Three in 10 (30%) of more than 500 employers surveyed recognised fertility as a topic that employees find difficult to raise with HR, line managers and colleagues. The same proportion said that mental health issues associated with fertility struggles are a key area that requires support.

Employers said the most critical fertility issue with which employees need support is miscarriage and baby loss (33%).

“As a growing number of employers are finding, it makes good business sense to provide fertility support for employees,” added Pore. “If employers do not offer support, employees may need to take time off to get that support elsewhere or indeed may not reach out for any support and suffer in silence. This has potential consequences for their employer including loss in engagement and productivity – and the risk of increased absence.”
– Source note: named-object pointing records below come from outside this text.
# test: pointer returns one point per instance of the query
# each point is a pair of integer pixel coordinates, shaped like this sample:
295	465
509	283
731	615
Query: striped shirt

The research, conducted by Opinium for Peppy in September, found that 11% of employers are in the process of arranging fertility support, while 7% plan to in the next 12 months.

Pore continued: “Fertility can be seen as a very binary issue – employees and their partners either are or aren’t pregnant. This monthly cycle of hope and despair can be particularly difficult for employers to manage.”

She added that it’s important to ensure support is available to all staff, and that employers don’t make assumptions around age, gender or someone’s personal situation.

Nearly one in five employers (19%) said managing productivity and staff distraction was an issue when employees experience fertility issues, but 18% had concerns about employees leaving work altogether.